As the article explained (but which James already knew), Numbers 19:2 instructs us, “Speak unto the children of Israel, that they bring thee a red heifer without spot, wherein is no blemish, and upon which never came yoke.” The animal must not have been used to perform work. In the Jewish tradition, the need for a red heifer was cited as the prime example of a hok, or biblical law for which there was no apparent logic. The requirement was therefore deemed of absolute divine origin.
As the reporter wrote, the Economist published the story, not because of its religious significance, but because it had reignited the hot-button issue of ownership of the Temple Mount. They cited the region’s geopolitical significance without commenting on the religious validity of fundamentalist claims.
After he was done reading the article, James tore it out of the magazine and carefully folded it into thirds. He flagged down a passing waiter and asked him to throw it in the trash. The danger in leaving the article inside the magazine was that his mother would pick it up in passing, see the article, and go off on one of her “tangents.” The last tangent took her down the rabbit hole of Scientology for nine years, during which time she accused James of being a suppressive person, and cut all contact, which he didn’t mind so much, except he worried. Darla surfaced again years later, chatty and warm, as if nothing had happened. When James asked her what had happened, she said simply, “Oh, those sillies. They act like they know everything. But as the Tao Te Ching tells us, Knowing others is wisdom. Knowing the self is enlightenment.”

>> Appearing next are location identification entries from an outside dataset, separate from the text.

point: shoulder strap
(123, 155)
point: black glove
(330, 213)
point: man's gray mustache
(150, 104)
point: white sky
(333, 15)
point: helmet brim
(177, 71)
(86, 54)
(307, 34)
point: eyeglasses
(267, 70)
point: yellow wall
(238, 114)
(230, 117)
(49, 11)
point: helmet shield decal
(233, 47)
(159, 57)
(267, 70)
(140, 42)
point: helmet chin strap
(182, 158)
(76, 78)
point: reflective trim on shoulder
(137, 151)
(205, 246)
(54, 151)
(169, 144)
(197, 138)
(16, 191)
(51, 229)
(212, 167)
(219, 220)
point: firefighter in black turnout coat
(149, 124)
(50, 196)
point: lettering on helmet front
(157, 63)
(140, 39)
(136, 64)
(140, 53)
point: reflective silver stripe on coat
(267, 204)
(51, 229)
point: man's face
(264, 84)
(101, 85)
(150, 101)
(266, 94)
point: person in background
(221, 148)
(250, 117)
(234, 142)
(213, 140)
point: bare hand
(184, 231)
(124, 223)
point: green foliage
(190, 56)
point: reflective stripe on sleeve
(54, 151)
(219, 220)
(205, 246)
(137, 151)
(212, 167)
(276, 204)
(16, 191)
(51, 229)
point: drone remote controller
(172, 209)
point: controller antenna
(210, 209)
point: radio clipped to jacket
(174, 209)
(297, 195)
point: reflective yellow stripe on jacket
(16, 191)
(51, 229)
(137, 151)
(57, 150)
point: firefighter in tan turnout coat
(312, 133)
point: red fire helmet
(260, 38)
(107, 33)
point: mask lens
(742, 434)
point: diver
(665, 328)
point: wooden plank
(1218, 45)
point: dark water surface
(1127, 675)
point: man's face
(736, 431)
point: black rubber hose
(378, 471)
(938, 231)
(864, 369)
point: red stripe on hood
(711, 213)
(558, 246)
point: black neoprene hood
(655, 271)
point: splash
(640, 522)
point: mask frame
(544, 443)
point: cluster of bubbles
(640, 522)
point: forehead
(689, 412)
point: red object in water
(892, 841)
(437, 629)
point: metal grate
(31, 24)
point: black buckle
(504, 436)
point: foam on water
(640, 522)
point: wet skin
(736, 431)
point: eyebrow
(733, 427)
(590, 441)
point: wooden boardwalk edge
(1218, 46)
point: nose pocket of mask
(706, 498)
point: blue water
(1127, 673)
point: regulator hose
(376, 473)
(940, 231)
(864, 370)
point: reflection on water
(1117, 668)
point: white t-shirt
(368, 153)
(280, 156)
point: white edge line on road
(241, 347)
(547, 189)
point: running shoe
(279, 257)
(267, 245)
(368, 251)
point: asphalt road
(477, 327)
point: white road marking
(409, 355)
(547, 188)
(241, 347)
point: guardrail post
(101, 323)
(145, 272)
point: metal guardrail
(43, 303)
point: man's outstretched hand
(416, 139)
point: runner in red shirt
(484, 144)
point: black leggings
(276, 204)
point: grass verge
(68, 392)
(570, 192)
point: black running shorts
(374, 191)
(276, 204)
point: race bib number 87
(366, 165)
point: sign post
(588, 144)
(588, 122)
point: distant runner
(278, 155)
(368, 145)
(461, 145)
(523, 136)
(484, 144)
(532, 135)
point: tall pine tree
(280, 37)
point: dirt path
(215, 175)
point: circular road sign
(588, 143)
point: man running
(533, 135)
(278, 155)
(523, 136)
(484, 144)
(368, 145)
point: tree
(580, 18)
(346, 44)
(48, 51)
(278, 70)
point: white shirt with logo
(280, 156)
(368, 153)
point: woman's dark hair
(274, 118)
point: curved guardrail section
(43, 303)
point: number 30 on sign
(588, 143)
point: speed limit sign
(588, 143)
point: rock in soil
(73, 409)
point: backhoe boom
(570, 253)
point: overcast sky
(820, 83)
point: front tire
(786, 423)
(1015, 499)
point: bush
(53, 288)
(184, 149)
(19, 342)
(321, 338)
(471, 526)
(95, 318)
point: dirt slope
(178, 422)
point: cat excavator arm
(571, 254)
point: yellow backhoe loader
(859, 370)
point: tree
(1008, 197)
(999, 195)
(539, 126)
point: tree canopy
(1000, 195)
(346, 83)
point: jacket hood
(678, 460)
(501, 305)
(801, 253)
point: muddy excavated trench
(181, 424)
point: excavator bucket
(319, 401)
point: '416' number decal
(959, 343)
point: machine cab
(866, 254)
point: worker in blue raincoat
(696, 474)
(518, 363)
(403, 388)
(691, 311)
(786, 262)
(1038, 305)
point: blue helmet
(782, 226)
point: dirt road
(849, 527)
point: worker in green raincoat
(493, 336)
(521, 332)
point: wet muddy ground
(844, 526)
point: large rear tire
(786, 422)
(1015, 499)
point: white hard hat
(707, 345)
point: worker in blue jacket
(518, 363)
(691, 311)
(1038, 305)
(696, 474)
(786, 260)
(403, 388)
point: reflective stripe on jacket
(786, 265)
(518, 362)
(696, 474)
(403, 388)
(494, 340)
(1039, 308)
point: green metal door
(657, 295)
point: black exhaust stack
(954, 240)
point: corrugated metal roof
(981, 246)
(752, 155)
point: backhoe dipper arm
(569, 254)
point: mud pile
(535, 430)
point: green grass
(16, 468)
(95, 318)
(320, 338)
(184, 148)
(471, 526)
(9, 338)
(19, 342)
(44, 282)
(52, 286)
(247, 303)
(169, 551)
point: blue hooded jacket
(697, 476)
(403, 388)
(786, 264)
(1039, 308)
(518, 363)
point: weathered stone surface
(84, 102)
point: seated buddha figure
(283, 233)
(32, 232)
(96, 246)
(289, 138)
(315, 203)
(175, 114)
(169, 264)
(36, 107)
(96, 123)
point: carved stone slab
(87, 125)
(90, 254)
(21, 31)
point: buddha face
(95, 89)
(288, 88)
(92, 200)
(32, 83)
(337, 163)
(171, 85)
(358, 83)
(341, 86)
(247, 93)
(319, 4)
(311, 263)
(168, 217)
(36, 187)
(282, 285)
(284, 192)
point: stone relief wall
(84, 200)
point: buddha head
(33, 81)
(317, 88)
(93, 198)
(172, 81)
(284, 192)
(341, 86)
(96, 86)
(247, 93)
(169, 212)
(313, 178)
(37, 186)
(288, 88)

James watched the waiter disappear into the kitchen. He had the impulse to follow him and make sure the article was thrown away—in fact he wished he’d told the waiter to bury it under other refuse, or that he himself had torn it into small, unreadable pieces—but he resisted. These obsessive impulses were best ignored, a lesson he had learned the hard way. The article was gone. Out of sight. Unreachable. That was what mattered.
And just in time, for in rode his mother on her Ventura 4 Mobility Scooter with adjustable angle, delta tiller (bright red, of course). She rolled down the handicapped ramp, saw him, and waved. James stood as she approached, navigating past diners (who had to move their chairs so she could pass). It’s not that his mother was obese (in fact, just the opposite: She weighed no more than ninety pounds) or that she had a disability (she walked just fine). It’s that she liked the statement the fire-engine-red scooter made, the import it brought. This was clear from the entrance she’d just made, wherein everyone in the restaurant had to stand, and adjust their seats, as if for the entrance of a queen.
“Hi there,” said Darla as James held out a chair for her. She stood without effort and took it. Then, seeing his mimosa, “What are we drinking?”
“It’s a mimosa. Would you like one?”
“Yes, please,” she said.
He signaled to the waiter to bring another. His mother put her napkin in her lap.
“So? Tell me I look wonderful.”
James smiled.
“You do. You look great.”
There was a voice he used only with her. A slow and patient elucidation, as if speaking to a child with special needs. She liked it, as long as he didn’t go too big with it, pushing to the point of patronization.
“You seem fit,” she said. “I like the mustache.”
He touched it, realizing she hadn’t seen him with it.
“A little Errol Flynn, ay?” he said.
“It’s so gray, though,” she suggested with a wince. “Maybe a little boot black.”
“I think it makes me look distinguished,” he said lightly as the waiter brought her drink.
“You’re a darling,” she told him. “Have another ready, will you. I’m dreadfully thirsty.”